Before Langley could celebrate his nifty play, though, a new mentor met him a quick bit of criticism.
"Hey man, if you want to make minimum wage keep doing that," said Seattle Seahawks cornerback Richard Sherman, who served as a coach at Nike's The Opening. "But as a cornerback in the NFL, you got to catch the ball."
And while the Pro Bowl cornerback leveled his critique, Langley couldn't help but feel tremendous pride. Langley, like many of the nation's other defensive backs at The Opening, took advantage of the opportunity learn from Sherman and Cardinals Tyrann Mathieu on a toasty afternoon in Beaverton.
Former Indianapolis Colts coach Tony Dungy was in attendance at the Nike Headquarters, too, and he spoke to the players in attendance at the end of an afternoon training session.
"It was a pretty cool experience," said Mook Reynolds, a four-star cornerback committed to Virginia Tech. "Guys who coach in the NFL coach the best, guys who play in the NFL play against the best. Getting the insight from them and taking the experience they've earned and giving it to us, I'm pretty sure made me a better player."
Marvell Tell, a four-star safety strongly considering Oregon, said that Mathieu and Sherman were two of his favorite players in the NFL.
"Those are people we all look up to as football players," Tell said.
Mathieu spoke to the defensive backs early in the afternoon during a break in training and Richard Sherman hit the field a bit later — and was especially vocal when he did. The attendees said Sherman was constantly providing tips on footwork and head positioning, and the Super Bowl champion often sprinted onto the field to congratulate cornerbacks who kept receivers from breaking free.
Langley and Reynolds both admired Sherman's passion, and hoped to model their game after the NFL star.
"He's a dawg. He plays with a lot of intensity, a lot of fire," Reynolds said. "I don't talk as much as he does, but he is a great player."

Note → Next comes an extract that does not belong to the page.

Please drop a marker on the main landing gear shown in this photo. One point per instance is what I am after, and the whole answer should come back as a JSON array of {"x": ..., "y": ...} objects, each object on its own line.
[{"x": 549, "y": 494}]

For Langley, who decided to commit to playing cornerback in college instead of wide receiver after his first visit to Oregon, being around players like Sherman and Mathieu make him believe he made the right choice. Sherman's going to be on the cover of the NFL Madden video game this year, and Mathieu was a Heisman Trophy finalist at LSU.
So Langley could glance to the sideline Tuesday afternoon for proof that defensive players can garner praise and make an impact on the field.
"Those are just my two favorite players hands down," Langley said. "Sherman was talking to me and coaching me up. It was a wonderful experience."
Tell feels the same way. The Ducks recruit remembered a play Tuesday when he got beat by a receiver and turned his head to try and time the pass coming his way.
Afterward, Sherman told Tell that he did the wrong thing. Instead, Tell should have sprinted to catch up to the receiver and turned to look only after the offensive player did.
Tell said he's a humble, coachable player. If any coach had given him that advice, the California native said he would have listened.
But even so, when Sherman tossed out his opinion, Tell was a touch more focused than usual.
"I know he's in the same spot I want to be in in the future," Tell said. "So I definitely take in his words."